Desde a primeira oitiva, o presidente da comissão, deputado Cláudio Meirelles (PR), alerta os demais deputados para evitar discursos políticos, antes de perguntarem. Caso isso estivesse sendo observado, as mais de 30 horas de trabalho realizado até o momento pela CPI poderiam ter dado um rumo mais exato à investigação, em vez de fortalecer a divergência.
Vice-presidente da CPI, o deputado Luis Cesar Bueno (PT) disse que a CPI ainda não chegou ao objeto de investigação, que são as contas do Estado referentes ao ano de 2010, apesar da imensa quantidade de números apresentados por aqueles que já depuseram na comissão.
Integrante da oposição, o deputado Francisco Gedda (PTN) ironizou os deputados governistas, ao questionar a razão da CPI. “Investigar as contas do governo Alcides nos deixa até constrangido”, disse.
Para fortalecer sua defesa, Gedda citou como exemplo os recursos que teriam sido repassados à Agência Goiana de Transportes e Obras (Agetop), argumentando que o ex-governador não beneficiou empreiteiras, em vez de quitar integralmente a folha de dezembro. “Dos R$ 280 milhões pagos a prestadoras, R$ 260 milhões eram de verbas com destinação própria”, explicou.

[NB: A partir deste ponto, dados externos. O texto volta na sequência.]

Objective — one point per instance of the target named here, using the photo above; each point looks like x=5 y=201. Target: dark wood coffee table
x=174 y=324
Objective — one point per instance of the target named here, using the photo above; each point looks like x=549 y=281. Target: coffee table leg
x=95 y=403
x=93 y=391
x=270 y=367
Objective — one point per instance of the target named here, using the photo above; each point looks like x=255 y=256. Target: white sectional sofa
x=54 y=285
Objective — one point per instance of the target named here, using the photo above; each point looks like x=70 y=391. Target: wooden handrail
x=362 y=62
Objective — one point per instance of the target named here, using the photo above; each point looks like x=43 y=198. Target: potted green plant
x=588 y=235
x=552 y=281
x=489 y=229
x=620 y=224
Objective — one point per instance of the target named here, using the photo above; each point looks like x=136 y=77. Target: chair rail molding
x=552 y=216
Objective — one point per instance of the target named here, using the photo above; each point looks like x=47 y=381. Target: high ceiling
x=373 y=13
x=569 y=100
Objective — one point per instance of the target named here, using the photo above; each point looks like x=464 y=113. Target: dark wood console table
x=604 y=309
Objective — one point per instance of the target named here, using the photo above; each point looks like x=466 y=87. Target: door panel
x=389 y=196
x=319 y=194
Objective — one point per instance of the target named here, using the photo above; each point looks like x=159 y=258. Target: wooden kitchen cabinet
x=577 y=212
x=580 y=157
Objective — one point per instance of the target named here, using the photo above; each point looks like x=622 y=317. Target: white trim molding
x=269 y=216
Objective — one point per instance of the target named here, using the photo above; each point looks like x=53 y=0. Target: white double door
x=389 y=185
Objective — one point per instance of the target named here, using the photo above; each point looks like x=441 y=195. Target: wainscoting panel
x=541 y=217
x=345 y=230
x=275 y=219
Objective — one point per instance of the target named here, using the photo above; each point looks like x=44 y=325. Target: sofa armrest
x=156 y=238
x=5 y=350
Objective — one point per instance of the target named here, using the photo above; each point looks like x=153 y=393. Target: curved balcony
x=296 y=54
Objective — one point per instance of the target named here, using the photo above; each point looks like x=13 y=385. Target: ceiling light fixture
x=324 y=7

Cláudio Meirelles, entretanto, assegura que houve irregularidades na administração do governo pepista, como o descumprimento da Lei de Responsabilidade Fiscal (LRF).
A expectativa é de que os próximos a serem ouvidos contribuam para o esclarecimento, em vez de gerar mais interrogações. Entre eles está a ex-secretária de Saúde Irani Ribeiro, que vai depor na quarta-feira, 15, a partir das 8 horas. Ela pode ter informação sobre possível pagamento no valor de R$ 11 milhões por remédios de alto custo, sem o respectivo recebimento pela Secretária de Estado da Saúde (SES).
Já o presidente da Agência Goiana de Comunicação (Agecom) vai prestar informações, a partir das 10h30 do dia 15. Depois, no dia 22, a CPI ouvirá o presidente da Agetop, Jayme Rincon.